Not a high priority question, but it would be nice if someone has some free time to get eyes on this.

Importantly, only one eighth of the random samples will map to 2. One fourth will map to 1, and one half will map to 0

Where does the other eight map to? The random samples don’t appear to be random. Can you set up a reproduction script?

I never see this error when running with RLlib, so it seems to do something smarter than a raw sampling from the flattened action space.

We sample from spaces in many places. I’m not sure which one you are referring to here.
In a one-hot encoding, many of the cases you list are not valid encodings though.
For example [0, 1, 1] is not one-hot, but “two hot”.

Cheers

Thanks for the response, @arturn

When a gym space is flattened, it is converted to a Box. The flattened space does not store information about what it was before being flattened; particularly, it doesn’t retain information about one-hot encoding. Flattening Discrete(3) becomes Box(0, 1, (3,), int). In Discrete(3), there are three possible points: 0, 1, or 2. On the other hand, Box(0, 1, (3,), int) has 8 possible points:

[0, 0, 0],
[0, 0, 1], *
[0, 1, 0], *
[0, 1, 1],
[1, 0, 0], *
[1, 0, 1],
[1, 1, 0],
[1, 1, 1]

Only the 3 that I’ve starred are valid. Thus, if random samples are generated from the flattened space instead of the original space, then there will be invalid points, as you said above. If you look in the table I created above, you can see how each of the points from the Box space will map to the Discrete space during the unflatten process. The distribution is skewed, and one of the points will fail completely.

All this to say, gym spaces do not guarantee flatten -> sample -> unflatten.

Here’s an example script:

from gym.spaces import Discrete, Box
from gym.spaces.utils import flatten_space, unflatten

def to_string(array):
    return ''.join([str(i) for i in array])
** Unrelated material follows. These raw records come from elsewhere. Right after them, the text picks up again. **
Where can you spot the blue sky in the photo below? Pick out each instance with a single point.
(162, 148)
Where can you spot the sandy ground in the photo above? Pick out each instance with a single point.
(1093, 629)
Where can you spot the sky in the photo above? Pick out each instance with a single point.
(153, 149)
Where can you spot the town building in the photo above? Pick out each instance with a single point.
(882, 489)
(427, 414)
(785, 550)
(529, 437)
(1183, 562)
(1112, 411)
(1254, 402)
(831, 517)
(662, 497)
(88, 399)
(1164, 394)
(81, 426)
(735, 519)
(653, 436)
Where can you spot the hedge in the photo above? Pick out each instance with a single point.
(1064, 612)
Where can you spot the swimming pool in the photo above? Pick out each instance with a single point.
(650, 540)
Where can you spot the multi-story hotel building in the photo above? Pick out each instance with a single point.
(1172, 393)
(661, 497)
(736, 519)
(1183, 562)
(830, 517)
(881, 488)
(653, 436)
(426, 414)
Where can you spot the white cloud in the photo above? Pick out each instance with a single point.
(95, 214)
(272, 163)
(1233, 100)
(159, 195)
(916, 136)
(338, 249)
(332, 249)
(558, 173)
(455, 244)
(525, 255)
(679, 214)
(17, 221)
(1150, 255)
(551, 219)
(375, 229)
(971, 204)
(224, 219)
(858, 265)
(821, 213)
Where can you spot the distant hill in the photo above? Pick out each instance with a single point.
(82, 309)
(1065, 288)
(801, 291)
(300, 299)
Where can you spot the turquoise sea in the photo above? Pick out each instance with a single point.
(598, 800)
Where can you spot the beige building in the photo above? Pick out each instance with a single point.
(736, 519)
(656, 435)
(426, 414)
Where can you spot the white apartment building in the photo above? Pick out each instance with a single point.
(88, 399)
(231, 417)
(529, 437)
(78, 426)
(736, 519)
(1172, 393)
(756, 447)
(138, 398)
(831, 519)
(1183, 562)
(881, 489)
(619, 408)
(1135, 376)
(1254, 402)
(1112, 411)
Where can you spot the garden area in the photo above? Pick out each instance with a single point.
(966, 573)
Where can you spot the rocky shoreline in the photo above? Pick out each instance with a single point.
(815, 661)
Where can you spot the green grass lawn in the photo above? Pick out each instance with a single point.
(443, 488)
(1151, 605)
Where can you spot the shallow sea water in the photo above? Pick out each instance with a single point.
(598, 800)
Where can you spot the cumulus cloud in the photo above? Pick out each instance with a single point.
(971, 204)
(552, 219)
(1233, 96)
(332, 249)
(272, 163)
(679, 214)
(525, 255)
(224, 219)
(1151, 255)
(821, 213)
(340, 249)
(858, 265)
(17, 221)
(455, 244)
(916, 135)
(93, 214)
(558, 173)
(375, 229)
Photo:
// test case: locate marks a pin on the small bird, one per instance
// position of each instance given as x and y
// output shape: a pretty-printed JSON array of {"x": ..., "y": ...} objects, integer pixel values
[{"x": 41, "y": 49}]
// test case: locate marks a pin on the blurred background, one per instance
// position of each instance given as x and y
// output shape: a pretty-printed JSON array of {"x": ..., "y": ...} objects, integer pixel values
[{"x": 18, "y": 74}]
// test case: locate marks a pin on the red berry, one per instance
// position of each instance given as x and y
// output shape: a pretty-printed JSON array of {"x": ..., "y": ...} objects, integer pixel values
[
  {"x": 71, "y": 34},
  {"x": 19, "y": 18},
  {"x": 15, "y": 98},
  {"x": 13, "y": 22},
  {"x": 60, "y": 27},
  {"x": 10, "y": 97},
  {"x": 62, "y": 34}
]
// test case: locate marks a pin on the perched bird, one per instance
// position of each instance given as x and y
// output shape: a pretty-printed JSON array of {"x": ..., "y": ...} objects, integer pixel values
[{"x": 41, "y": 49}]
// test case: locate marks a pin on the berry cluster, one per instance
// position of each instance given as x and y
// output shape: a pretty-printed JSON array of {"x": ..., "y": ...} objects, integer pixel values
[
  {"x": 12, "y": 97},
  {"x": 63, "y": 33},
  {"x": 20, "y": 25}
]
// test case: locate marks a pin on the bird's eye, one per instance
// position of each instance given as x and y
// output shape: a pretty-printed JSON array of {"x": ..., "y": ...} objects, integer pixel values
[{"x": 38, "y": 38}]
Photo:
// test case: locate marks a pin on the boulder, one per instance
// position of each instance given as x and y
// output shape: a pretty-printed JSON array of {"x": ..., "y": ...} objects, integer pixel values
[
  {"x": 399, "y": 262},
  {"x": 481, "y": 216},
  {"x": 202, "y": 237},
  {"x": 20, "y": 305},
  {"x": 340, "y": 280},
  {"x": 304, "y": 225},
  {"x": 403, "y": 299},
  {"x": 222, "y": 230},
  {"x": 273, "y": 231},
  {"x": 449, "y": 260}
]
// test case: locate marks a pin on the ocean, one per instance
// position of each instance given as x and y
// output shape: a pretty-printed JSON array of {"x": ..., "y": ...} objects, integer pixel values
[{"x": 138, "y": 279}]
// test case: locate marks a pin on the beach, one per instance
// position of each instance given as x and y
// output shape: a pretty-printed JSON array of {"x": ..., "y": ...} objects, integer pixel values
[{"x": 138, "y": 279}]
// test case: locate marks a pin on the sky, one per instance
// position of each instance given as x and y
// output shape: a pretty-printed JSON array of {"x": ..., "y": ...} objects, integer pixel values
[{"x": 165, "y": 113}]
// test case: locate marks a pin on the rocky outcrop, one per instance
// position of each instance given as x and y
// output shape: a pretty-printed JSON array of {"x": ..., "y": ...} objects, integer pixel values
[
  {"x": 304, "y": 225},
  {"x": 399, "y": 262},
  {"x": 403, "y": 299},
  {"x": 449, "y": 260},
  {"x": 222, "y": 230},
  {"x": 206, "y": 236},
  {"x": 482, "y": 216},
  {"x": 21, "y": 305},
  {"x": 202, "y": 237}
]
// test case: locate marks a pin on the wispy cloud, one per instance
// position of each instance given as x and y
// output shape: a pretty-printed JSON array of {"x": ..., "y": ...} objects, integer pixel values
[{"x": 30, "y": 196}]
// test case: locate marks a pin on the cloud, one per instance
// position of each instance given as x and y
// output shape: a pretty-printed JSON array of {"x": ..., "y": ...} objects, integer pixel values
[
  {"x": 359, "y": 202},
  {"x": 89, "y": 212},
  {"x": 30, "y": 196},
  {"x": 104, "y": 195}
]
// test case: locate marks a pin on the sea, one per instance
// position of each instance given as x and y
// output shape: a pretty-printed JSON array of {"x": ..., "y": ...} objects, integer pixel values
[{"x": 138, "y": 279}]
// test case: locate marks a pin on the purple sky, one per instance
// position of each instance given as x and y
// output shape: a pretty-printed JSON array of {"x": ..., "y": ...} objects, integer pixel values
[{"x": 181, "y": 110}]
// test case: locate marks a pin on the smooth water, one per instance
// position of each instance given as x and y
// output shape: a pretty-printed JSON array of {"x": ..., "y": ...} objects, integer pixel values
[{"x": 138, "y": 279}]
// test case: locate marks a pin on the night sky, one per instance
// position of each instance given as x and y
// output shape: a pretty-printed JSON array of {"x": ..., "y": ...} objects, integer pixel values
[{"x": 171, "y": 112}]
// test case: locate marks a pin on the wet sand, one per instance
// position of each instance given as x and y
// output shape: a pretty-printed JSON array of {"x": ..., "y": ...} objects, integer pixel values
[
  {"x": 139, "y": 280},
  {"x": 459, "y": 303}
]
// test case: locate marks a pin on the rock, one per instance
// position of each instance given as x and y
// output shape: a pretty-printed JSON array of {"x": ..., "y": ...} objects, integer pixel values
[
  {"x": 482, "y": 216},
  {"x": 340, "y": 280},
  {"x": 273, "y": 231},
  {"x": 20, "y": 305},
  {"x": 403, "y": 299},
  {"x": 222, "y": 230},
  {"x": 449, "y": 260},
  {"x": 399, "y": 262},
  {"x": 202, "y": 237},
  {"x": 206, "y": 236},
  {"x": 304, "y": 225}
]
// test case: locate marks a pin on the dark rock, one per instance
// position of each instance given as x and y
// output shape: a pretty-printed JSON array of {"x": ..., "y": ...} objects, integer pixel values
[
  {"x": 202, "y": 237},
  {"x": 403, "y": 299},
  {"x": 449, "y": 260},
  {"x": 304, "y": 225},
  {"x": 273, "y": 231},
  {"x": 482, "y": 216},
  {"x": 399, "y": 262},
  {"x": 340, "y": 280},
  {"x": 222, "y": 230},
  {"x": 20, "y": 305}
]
discrete_space = Discrete(3)
discrete_sample_counter = {0: 0, 1: 0, 2:0}
for _ in range(10000):
    sample = discrete_space.sample()
    discrete_sample_counter[sample] += 1

print(discrete_sample_counter)

flattened_space = flatten_space(discrete_space)
flattend_sample_counter = {
    '000': 0,
    '001': 0,
    '010': 0,
    '011': 0,
    '100': 0,
    '101': 0,
    '110': 0,
    '111': 0
}
unflattened_sample_counter = {0: 0, 1: 0, 2:0, 'error': 0}
for _ in range(10000):
    sample = flattened_space.sample()
    flattend_sample_counter[to_string(sample)] += 1

    try:
        unflattened_sample = unflatten(Discrete(3), sample)
        unflattened_sample_counter[unflattened_sample] += 1
    except IndexError:
        unflattened_sample_counter['error'] += 1

print(flattend_sample_counter)
print(unflattened_sample_counter)

# Output:
discrete_sample_counter >> {0: 3462, 1: 3333, 2: 3205}
# ^ Notice equal distribution among the three options, each of them is chosen about 1/3 of the time
flattend_sample_counter >> {'000': 1241, '001': 1266, '010': 1211, '011': 1245, '100': 1251, '101': 1279, '110': 1284, '111': 1223}
# ^ Notice equal distribution among the eight options, each of them is chosen about 1/8 of the time
unflattened_sample_counter >> {0: 5037, 1: 2456, 2: 1266, 'error': 1241}
# ^ Notice skewed distribution among the three options. As in the table I showed above, 1/2 of the samples are for 0, 1/4 are for 1, 1/8 for 2, and the other 1/8 are errors.

I’ve not seen the IndexError error while working with RLlib, so I’m curious to know more about how RLlib generates samples. It doesn’t seem to be directly sampling from the flattened space. Does it sample the original space before the pre-process flattening? I’m concerned about the skewing problem too.

FYI, I’ve brought this up to gym, and you can see the discussion here.

The line that we use to one-hot encode observations reads gym.spaces.utils.flatten(self._obs_space, observation).astype(np.float32).
When sampling from Categorical (Discrete for that matter), you can simply take a random sample and use argmax.

Thanks for the response and for the links. Flattening the point is fairly straightforward, and what I’m bringing up relates to unflattening a sample. I dug around the code a bit, and it looks like the original structure of the space is maintained and utilized for unflattening, so that’s good.